Cri-cri, bú, tchum

Valdir achava que ia conseguir ser feliz naquela tarde de pescaria. Tarde que já estava se transformando em noite. Ele conversava com o vento. O suor já havia se transformado em grude: aquela coisa pegajosa, marrom e fedorenta.

Era janeiro. Quando Valdir decidiu ir ao pesque-pague mais próximo, já estava no último grau de uma garrafa que carrega um pirata no rótulo.

Sentou num banquinho, mesmo sem violão, e começou a contar os minutos para pegar um peixe qualquer. Podia ser uma piabinha de nada, que ia ser bom, desenvolveria nele, rapidamente, um senso de utilidade.

“Valdir, meu filho, faz não sei quanto tempo que você está aí, e não conseguiu nada?”, mangavam, mangavam, mas ele não se irritava.

Muriçocas estavam por ali, espreitando uma vítima. Grilos iniciavam a canção cri-cri, típica de locais escuros. Vaga-lumes ensaiavam a orquestra do pisca. Sapos, rãs, jias e outros anfíbios feiosos cutucavam um lamaçal próximo, e se preparavam para fazer bú, diversas vezes. Cobras não podiam fazer nada, mas agiam como cobras: prontas para dar o bote. Passarinhos se escondiam nas árvores, mas ainda anunciavam a última cantiga do dia. Teiús, tejos, lagartos e lagartixas balançavam suas cabeças, dizendo qualquer “sim”, de improviso. Corujas piavam assustadoramente para crianças que ousassem ouvi-las.

Valdir espiava o casamento noturno de todos os bichos, dentro de um delírio só dele, acreditando na vitória da pescaria.

De repente, o anzol capturou alguma coisa. E a coisa era pesada, grande, com várias terminações, e se debatia, sem freios. Valdir, vitimado pelo rum, não conseguia segurar a vara. Tchum: caiu no tanque. Os bichos, numa espécie de mutirão, salvaram Valdir da morte-morrida por água.

Mas morte mesmo acontecia com a pescada: estava ali, na margem, mais morta do que nunca, já adormecida fatalmente pelo anzol. Os curiosos não sabiam ainda se era macho ou fêmea. E como teria parado num pesque-pague tão pacato, um bicho daquela qualidade?

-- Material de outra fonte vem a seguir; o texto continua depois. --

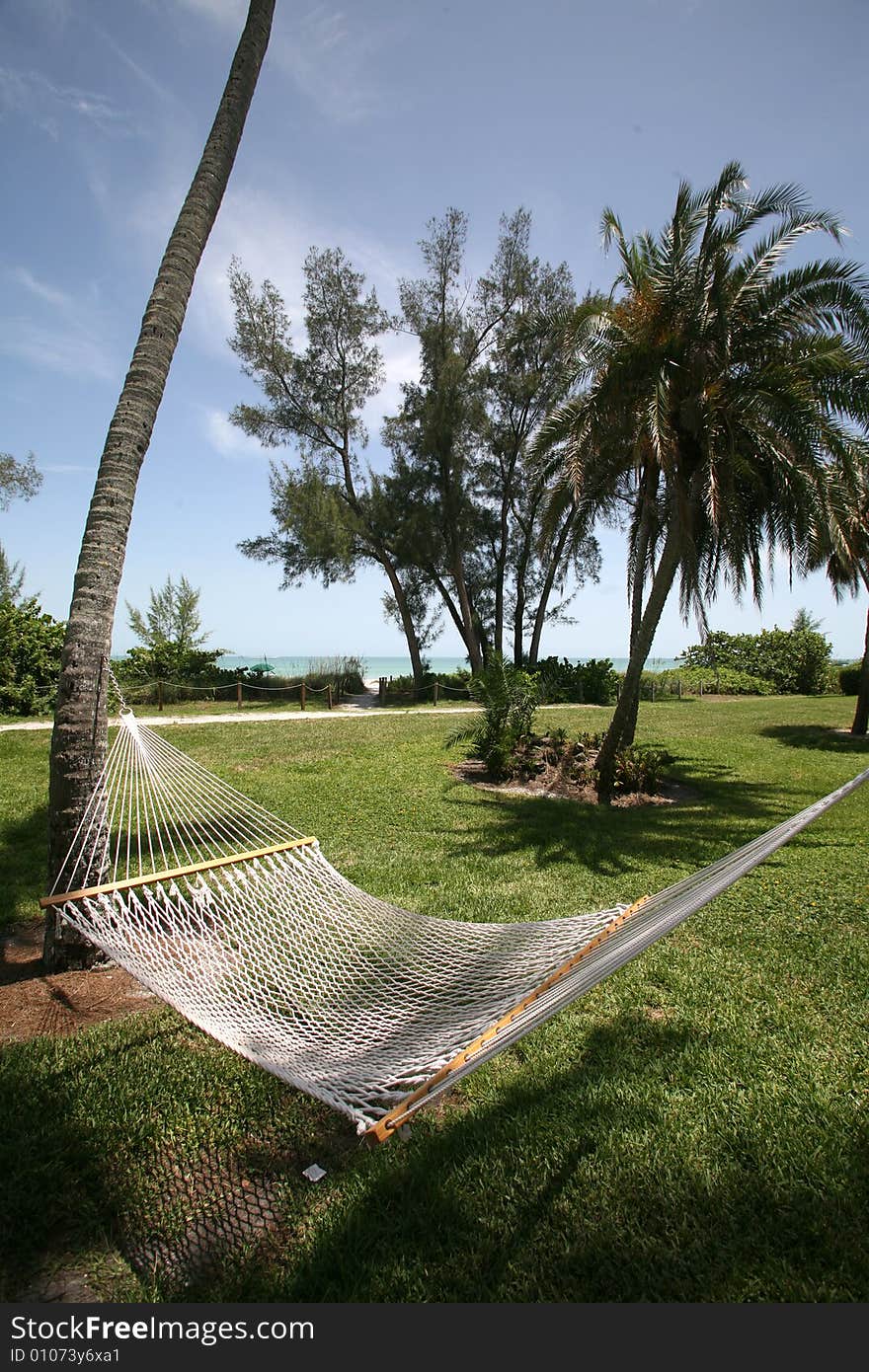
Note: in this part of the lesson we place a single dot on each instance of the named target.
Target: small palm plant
(510, 699)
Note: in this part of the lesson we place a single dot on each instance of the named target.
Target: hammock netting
(239, 922)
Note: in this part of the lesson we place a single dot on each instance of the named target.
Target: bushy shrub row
(689, 681)
(194, 675)
(795, 660)
(592, 683)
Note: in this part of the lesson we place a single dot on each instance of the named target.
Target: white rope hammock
(239, 922)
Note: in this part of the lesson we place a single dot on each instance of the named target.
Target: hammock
(239, 922)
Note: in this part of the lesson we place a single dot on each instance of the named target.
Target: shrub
(794, 660)
(640, 769)
(510, 699)
(31, 644)
(724, 681)
(592, 683)
(848, 678)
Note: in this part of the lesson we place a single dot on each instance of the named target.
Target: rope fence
(162, 693)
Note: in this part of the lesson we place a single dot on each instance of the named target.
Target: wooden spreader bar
(383, 1129)
(129, 882)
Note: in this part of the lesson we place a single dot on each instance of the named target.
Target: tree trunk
(861, 715)
(407, 622)
(80, 732)
(470, 633)
(540, 618)
(614, 739)
(650, 479)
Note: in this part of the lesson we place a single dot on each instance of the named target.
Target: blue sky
(366, 122)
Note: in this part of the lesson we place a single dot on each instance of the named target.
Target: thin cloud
(229, 440)
(41, 289)
(62, 347)
(51, 106)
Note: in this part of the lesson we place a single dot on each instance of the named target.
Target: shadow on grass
(115, 1144)
(819, 737)
(594, 1185)
(24, 847)
(724, 812)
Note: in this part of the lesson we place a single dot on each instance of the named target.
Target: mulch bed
(34, 1003)
(556, 787)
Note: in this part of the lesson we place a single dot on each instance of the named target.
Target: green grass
(693, 1129)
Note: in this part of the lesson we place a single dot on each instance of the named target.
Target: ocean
(376, 667)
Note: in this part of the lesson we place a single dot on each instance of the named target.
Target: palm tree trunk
(540, 618)
(662, 582)
(80, 732)
(650, 483)
(861, 715)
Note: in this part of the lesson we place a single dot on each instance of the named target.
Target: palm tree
(843, 548)
(718, 389)
(78, 739)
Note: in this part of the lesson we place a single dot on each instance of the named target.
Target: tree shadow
(110, 1165)
(24, 857)
(724, 811)
(820, 737)
(506, 1203)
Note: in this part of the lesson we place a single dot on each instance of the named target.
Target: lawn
(693, 1129)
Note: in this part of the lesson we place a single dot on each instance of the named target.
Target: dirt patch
(556, 787)
(34, 1003)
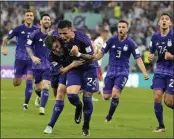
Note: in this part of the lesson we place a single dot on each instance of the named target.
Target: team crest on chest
(125, 48)
(113, 46)
(169, 43)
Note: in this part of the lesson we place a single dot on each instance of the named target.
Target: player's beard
(46, 26)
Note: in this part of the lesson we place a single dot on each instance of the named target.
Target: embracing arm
(74, 64)
(30, 52)
(142, 68)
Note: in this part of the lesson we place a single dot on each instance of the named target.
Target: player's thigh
(19, 68)
(54, 81)
(108, 85)
(169, 99)
(73, 81)
(158, 83)
(29, 71)
(119, 83)
(169, 92)
(61, 92)
(37, 73)
(17, 81)
(90, 80)
(158, 86)
(46, 78)
(87, 94)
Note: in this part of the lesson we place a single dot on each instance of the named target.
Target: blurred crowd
(141, 15)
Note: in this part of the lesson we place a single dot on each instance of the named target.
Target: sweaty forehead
(28, 13)
(122, 24)
(164, 16)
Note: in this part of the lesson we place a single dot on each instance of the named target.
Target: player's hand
(50, 32)
(74, 50)
(150, 57)
(36, 60)
(63, 70)
(168, 56)
(77, 63)
(146, 76)
(4, 51)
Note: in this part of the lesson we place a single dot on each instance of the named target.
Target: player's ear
(40, 22)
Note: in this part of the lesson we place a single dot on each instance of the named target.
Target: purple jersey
(162, 44)
(84, 44)
(36, 43)
(21, 33)
(119, 54)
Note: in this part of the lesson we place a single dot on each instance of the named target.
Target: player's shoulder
(155, 35)
(35, 32)
(98, 39)
(19, 27)
(112, 39)
(81, 36)
(35, 27)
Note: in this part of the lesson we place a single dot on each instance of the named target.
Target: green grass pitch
(134, 117)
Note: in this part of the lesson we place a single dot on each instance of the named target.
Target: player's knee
(115, 93)
(73, 89)
(29, 77)
(107, 97)
(168, 102)
(46, 84)
(158, 97)
(60, 96)
(55, 91)
(17, 82)
(87, 94)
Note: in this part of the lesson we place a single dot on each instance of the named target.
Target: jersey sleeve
(31, 40)
(13, 32)
(152, 47)
(88, 45)
(135, 50)
(106, 47)
(98, 43)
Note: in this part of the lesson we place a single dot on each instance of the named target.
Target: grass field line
(5, 98)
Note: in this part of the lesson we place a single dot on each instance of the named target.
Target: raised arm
(29, 45)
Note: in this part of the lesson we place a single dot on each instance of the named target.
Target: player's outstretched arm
(99, 55)
(74, 64)
(168, 56)
(35, 59)
(76, 53)
(142, 68)
(3, 47)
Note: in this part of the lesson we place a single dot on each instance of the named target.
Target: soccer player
(99, 42)
(62, 56)
(120, 48)
(85, 76)
(41, 66)
(23, 63)
(163, 80)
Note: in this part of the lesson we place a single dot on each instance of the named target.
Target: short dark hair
(49, 40)
(44, 15)
(167, 15)
(28, 11)
(104, 30)
(124, 21)
(64, 23)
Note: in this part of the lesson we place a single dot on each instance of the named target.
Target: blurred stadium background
(87, 16)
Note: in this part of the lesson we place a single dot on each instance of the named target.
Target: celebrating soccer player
(120, 48)
(41, 66)
(61, 55)
(84, 77)
(23, 63)
(163, 80)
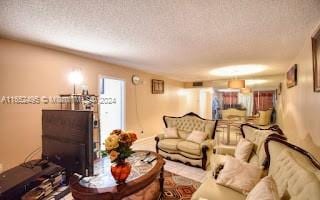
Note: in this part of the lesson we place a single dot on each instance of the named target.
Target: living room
(174, 58)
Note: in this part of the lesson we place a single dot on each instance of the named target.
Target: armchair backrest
(189, 122)
(258, 137)
(295, 171)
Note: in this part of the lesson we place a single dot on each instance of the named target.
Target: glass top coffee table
(145, 180)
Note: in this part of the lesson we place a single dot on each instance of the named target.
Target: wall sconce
(75, 78)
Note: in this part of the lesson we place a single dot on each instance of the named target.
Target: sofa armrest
(225, 150)
(209, 143)
(159, 137)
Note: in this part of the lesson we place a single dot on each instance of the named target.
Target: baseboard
(146, 138)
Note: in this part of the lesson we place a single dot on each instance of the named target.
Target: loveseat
(295, 171)
(255, 135)
(182, 150)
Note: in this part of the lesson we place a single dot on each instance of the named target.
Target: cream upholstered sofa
(295, 171)
(180, 149)
(254, 134)
(263, 117)
(234, 113)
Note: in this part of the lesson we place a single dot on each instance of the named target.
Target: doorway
(112, 106)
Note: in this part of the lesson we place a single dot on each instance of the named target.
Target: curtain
(246, 101)
(230, 99)
(263, 100)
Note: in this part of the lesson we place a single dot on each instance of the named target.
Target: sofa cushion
(287, 169)
(266, 189)
(239, 175)
(189, 147)
(211, 191)
(243, 150)
(171, 132)
(170, 144)
(197, 136)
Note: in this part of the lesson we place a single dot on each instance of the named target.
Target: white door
(111, 106)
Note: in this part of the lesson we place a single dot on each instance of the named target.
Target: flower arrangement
(118, 145)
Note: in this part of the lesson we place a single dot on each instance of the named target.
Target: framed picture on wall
(292, 78)
(157, 86)
(316, 61)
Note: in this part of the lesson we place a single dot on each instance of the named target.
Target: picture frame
(316, 60)
(292, 76)
(157, 86)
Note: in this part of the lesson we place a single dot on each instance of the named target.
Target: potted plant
(118, 148)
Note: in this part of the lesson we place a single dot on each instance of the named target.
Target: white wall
(299, 107)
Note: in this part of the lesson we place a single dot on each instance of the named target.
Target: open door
(111, 106)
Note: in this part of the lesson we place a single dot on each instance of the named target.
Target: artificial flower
(112, 142)
(124, 138)
(114, 155)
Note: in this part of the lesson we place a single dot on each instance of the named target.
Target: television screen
(67, 140)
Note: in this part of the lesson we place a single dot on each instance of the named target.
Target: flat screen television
(67, 140)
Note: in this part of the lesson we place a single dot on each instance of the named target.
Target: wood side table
(144, 182)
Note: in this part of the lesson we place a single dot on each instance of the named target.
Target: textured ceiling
(181, 39)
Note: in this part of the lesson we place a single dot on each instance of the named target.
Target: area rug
(178, 187)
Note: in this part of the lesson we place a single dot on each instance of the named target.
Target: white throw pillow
(266, 189)
(171, 132)
(243, 150)
(239, 175)
(197, 136)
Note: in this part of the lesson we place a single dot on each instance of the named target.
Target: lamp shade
(236, 84)
(245, 90)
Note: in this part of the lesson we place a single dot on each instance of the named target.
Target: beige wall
(299, 107)
(30, 70)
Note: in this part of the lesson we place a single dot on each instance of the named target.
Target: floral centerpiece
(118, 148)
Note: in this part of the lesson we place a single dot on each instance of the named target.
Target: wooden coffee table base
(151, 192)
(146, 181)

Valdir acordara com a água saindo pelos narizes. Curou-se imediatamente, quando viu o que havia pescado. Um polvo. Um polvo lilás. Um polvo lilás, com manchinhas pretas e amarelas. Um polvo lilás, com manchinhas pretas e amarelas, que decidiu aparecer nesta coluna. As onomatopéias também queriam porque queriam sair no título. Não sei mais o que fazer com essas entidades da escrita.